Elmer Bunty’s face was white under its hasty coat of tan, and his eyes were wide. “Oh, gee!” he breathed, “Oh, gee—golly!” Then the light went swiftly out of him. “It would be great, Ranger, but I don’t guess I could. I don’t guess I could leave my Aunt Lizzie and Edna.”

“But if they—”

He shook his head. He was very regretful, but very firm about it. “You see, I’m the only male person there is in the family, and they depend on me an awful lot. Even if we asked them, and they said they would let me go with you, I don’t guess I could; I’d know they were just pretending they didn’t need me!” His flat chest swelled visibly at the thought. Then he thought hungrily of the glories that might be his. “Do they honest-to-goodness let you have a horse at those schools, Ranger?”

“They honest-to-goodness do, Scout.”

“Oh, gee—golly....” His pale eyes visioned it for a dreaming instant, and then he squared his narrow shoulders. “But it isn’t as if I didn’t have my fam’ly, Ranger. Of course, I’ll be with you just as much as I can, and we’ll write each other shads of letters, won’t we? But—”

And Dean Wolcott perceived that there was before him a task of extreme delicacy which must wait for a less crowded hour. It was going to be a difficult thing to save his Scout’s self-esteem alive for him, and to make his joy in the new world opening up before him outweigh his bleak sense of uselessness; the Ranger’s rage rose in him at the thought of Aunt Lizzie and Edna ... crossing the continent smugly in a tourist sleeper with food in a greasy shoebox and complacency in their hearts.

But presently they arrived at the fire’s first trench and found Mateo Golinda already at work, and all lesser concerns gave way. The Spaniard was cool and capable and tireless, and almost at once he paid Dean Wolcott the supreme compliment of leaving him to work alone with the boy while he took charge of another spur of the mountain.

Long before noon the heat was almost unbearable; the August sun bored down through the canopy of smoke and the smoke folded the heat about them, close and stifling, and their eyes stung and watered and their throats were parched in spite of frequent sips at the canteens. They chopped; they beat the creeping fire with wet sacks; they chopped again; then, for a while, they worked with spades; then it was time to chop once more, and then the wet sacks. They settled down into a steady, unhurried routine—digging, chopping, beating, resting for a moment or two, snatching a gulp of water; digging, chopping, beating. The boy worked gamely and the shabby Airedale stayed at his heels, yelping now and then when a spark fell on his thinly upholstered hide. He kept his tail between his legs and at intervals he put his nose in the air and howled dismally but he refused to stay behind with the horses; Dean Wolcott sent the Scout back from time to time to make sure they were safely tethered and more especially to give him a breathing space, and the dog went thankfully with him, and disapprovingly back again to the battle line.

A party of deer hunters had promised to come before twelve o’clock but they did not appear. Mateo thought some one might come up from Tassajara the next day, and Dean had gotten a message through to the Chief Ranger at King’s City, but there were other bad fires in the vicinity; he might not be able to send help to them at once.

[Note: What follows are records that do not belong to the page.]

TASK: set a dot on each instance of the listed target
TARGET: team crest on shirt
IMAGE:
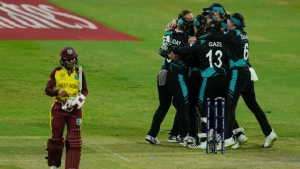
(78, 121)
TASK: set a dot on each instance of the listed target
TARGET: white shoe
(151, 140)
(242, 139)
(53, 167)
(191, 140)
(195, 146)
(270, 139)
(228, 143)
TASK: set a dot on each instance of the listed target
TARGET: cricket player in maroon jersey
(67, 84)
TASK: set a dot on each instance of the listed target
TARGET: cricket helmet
(213, 26)
(215, 7)
(67, 53)
(200, 20)
(238, 20)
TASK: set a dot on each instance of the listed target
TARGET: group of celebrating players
(206, 57)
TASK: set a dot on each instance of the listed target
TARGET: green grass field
(121, 78)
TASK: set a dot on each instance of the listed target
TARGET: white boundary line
(113, 153)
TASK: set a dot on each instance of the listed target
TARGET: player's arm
(84, 90)
(222, 37)
(50, 87)
(185, 51)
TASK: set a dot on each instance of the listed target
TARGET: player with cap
(241, 82)
(67, 84)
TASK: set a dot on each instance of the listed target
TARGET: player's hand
(192, 39)
(172, 56)
(63, 93)
(172, 25)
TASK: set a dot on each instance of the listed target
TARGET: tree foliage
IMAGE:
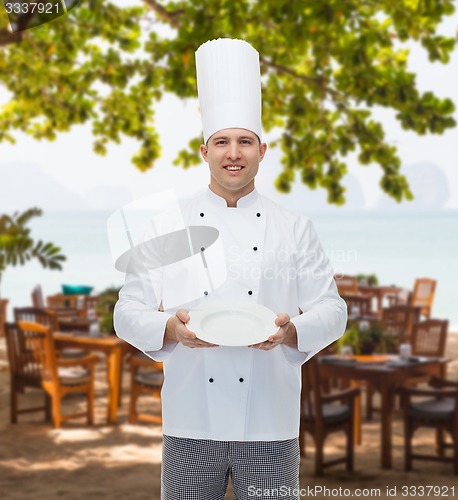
(325, 65)
(17, 246)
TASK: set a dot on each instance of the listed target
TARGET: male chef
(234, 411)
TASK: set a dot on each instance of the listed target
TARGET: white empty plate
(232, 323)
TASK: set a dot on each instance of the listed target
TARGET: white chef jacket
(223, 393)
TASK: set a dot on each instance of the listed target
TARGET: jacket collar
(244, 202)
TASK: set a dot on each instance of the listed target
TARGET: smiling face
(233, 156)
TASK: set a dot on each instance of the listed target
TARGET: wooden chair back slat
(429, 338)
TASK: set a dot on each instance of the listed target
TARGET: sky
(66, 174)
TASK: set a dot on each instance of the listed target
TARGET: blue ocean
(396, 247)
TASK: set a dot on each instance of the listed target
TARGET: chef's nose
(234, 150)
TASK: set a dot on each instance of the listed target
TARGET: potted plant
(17, 247)
(105, 307)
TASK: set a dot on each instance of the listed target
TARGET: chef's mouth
(233, 168)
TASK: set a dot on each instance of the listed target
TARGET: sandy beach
(123, 461)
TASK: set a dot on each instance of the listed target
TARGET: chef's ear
(204, 152)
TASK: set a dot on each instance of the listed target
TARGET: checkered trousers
(199, 469)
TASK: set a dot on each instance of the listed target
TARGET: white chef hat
(229, 86)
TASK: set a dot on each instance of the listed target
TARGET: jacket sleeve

They stopped at dark for a short night’s sleep, Mateo Golinda and the Ranger standing watch, turn about, and at dawn they were fighting again—digging, chopping, beating at the red tongues with their wet sacks. The fire was not getting away from them, but they were not getting it under; it was an even break between them and the red demon. By a miracle of mercy the spring, an eighth of a mile below, was on the untouched side, and the men took turns in carrying water for their sacks, and in filling the canteens.